Section 4A1.2(e)(1) states in relevant part: "Any prior sentence of imprisonment exceeding one year and one month that was imposed within fifteen years of the defendant's commencement of the instant offense is counted." U.S.S.G. § 4A1.2(e)(1). Application Note 2 to U.S.S.G. § 4A1.2 states that the phrase "sentence of imprisonment" is "based on the sentence pronounced, not the length of time actually served." U.S.S.G. § 4A1.2 n.2. Here, on September 22, 1997, the Second Judicial District Court pronounced a prison sentence of 18 months. See PSR ¶ 41, at 9. Tapia has now obtained, however, an amended judgment, which states that he is to be "imprisoned for a term of 3 years of which 28 months and 3 days is suspended for an actual term of imprisonment of 238 days." Amended Judgment, Partially Suspended Sentence & Commitment Pro Nunc Tunc at 1, filed August 15, 2016 (Doc. 98-6)("Amended Judgment"). The question is therefore whether the Court should use the original pronounced prison sentence of 18 months or the amended pronounced prison sentence of 238 days to determine whether § 4A1.2(e)(1) applies. If the Court uses the original pronounced sentence of 18 months, then § 4A1.2(e)(1) applies, and 3 criminal history points should be assessed, because the sentence was imposed within fifteen years of the instant offense, which took place on April 11, 2012. If the Court uses the amended pronounced prison sentence of 238 days, then § 4A1.2(e)(1) does not apply, because the "sentence of imprisonment" did not exceed one year and one month.

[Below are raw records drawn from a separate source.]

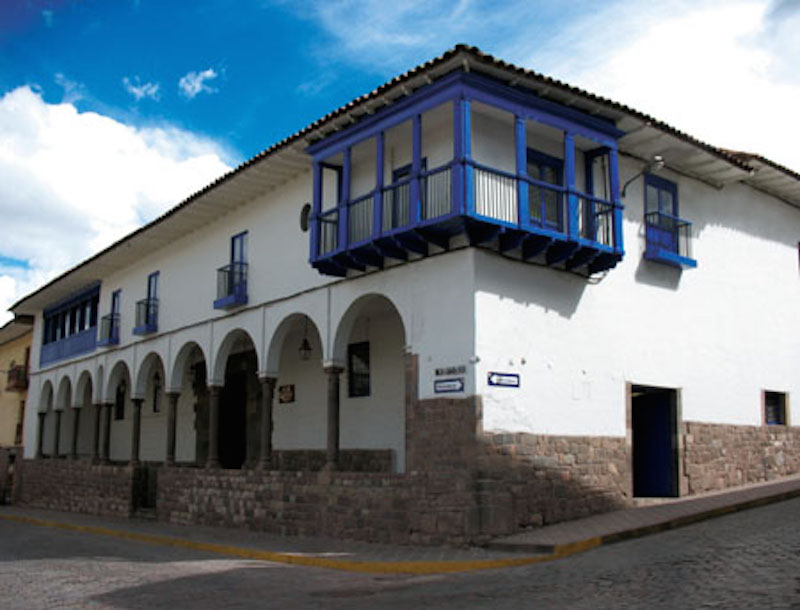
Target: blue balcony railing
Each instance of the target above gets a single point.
(109, 330)
(146, 317)
(668, 240)
(555, 222)
(231, 286)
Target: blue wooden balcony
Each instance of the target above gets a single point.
(146, 317)
(668, 240)
(109, 330)
(552, 223)
(231, 286)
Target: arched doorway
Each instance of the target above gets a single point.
(238, 402)
(370, 342)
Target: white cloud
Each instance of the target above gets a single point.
(72, 183)
(724, 71)
(193, 83)
(141, 90)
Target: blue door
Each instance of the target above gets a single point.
(655, 447)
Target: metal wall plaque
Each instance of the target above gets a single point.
(507, 380)
(445, 386)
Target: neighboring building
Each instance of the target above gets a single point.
(15, 350)
(473, 300)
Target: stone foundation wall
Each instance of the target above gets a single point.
(718, 456)
(77, 486)
(527, 480)
(404, 509)
(350, 460)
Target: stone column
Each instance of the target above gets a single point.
(76, 426)
(172, 423)
(213, 427)
(107, 434)
(333, 373)
(57, 440)
(98, 410)
(40, 439)
(265, 449)
(137, 430)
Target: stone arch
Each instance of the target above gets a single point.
(288, 325)
(236, 364)
(373, 387)
(84, 385)
(119, 373)
(151, 364)
(46, 397)
(184, 358)
(233, 342)
(344, 328)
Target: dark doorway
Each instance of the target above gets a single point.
(233, 410)
(654, 421)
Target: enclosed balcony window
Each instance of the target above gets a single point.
(668, 237)
(232, 278)
(453, 162)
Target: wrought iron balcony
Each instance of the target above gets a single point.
(17, 378)
(109, 330)
(146, 317)
(668, 240)
(231, 286)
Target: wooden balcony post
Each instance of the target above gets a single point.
(569, 183)
(344, 200)
(137, 430)
(521, 149)
(316, 207)
(377, 216)
(76, 426)
(106, 458)
(265, 448)
(416, 166)
(212, 461)
(40, 437)
(57, 440)
(333, 373)
(98, 410)
(172, 423)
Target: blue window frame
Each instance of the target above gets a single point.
(545, 204)
(660, 195)
(70, 326)
(147, 309)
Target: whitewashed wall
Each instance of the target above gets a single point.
(722, 332)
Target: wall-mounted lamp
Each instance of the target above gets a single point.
(305, 346)
(657, 164)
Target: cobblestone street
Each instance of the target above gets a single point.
(745, 560)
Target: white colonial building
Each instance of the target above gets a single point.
(473, 300)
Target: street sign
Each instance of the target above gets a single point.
(444, 386)
(507, 380)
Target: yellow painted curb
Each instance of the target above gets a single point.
(349, 565)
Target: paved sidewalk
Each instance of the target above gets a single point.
(543, 544)
(583, 534)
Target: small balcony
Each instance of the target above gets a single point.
(109, 330)
(668, 240)
(17, 379)
(468, 162)
(146, 317)
(231, 286)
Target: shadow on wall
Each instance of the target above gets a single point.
(530, 284)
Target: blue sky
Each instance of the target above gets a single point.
(113, 111)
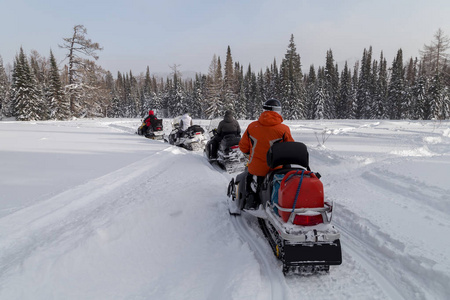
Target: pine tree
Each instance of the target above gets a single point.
(363, 92)
(331, 87)
(27, 105)
(229, 84)
(381, 89)
(214, 89)
(311, 85)
(292, 90)
(59, 108)
(320, 95)
(396, 90)
(77, 45)
(343, 105)
(5, 106)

In the Third Addendum, the USPO cites to United States v. Paul Pech-Aboytes, 562 F.3d 1234 (10th Cir. 2009), in which -- the USPO contends -- the defendant sought to "modify his state sentences nunc pro tunc" after his guilty plea and initial PSR for "the express purpose of avoiding a criminal history point in his federal drug sentencing." Third Addendum at 2. The USPO asserts that, in United States v. Paul Pech-Aboytes the Tenth Circuit ruled that the district court correctly applied U.S.S.G. § 4A1.2(j) to conclude that the defendant's probation term was shortened nunc pro tunc for reasons unrelated to innocence or errors of law. See Third Addendum at 2. According to the USPO, the Tenth Circuit held that the defendant was therefore ineligible for a safety-valve reduction under U.S.S.G. § 5C1.2. See Third Addendum at 2. The USPO asserts that, under United States v. Paul Pech-Aboytes, the USPO properly assesses 3 criminal history points, because the state court "shortened the term of custody imposed based on the amount of custody time he served for reasons unrelated to his innocence or errors of law . . . ." Third Addendum at 2 (citing PSR's ¶ 41, at 9-10). Tapia responds that United States v. Paul Pech-Aboytes is inapposite, because that case concerns a defendant who moved a state court to modify his sentence so that his probation period ended before the offense's date, see Tr. 36:15-25 (Cruz), whereas, in his case, he "did not seek this correction 'for reasons unrelated to . . . errors of law,' he sought the correction to bring the Judgment & Sentence in line with his actually imposed sentence," Supp. Amended Objections at 5 (quoting Third Addendum at 2).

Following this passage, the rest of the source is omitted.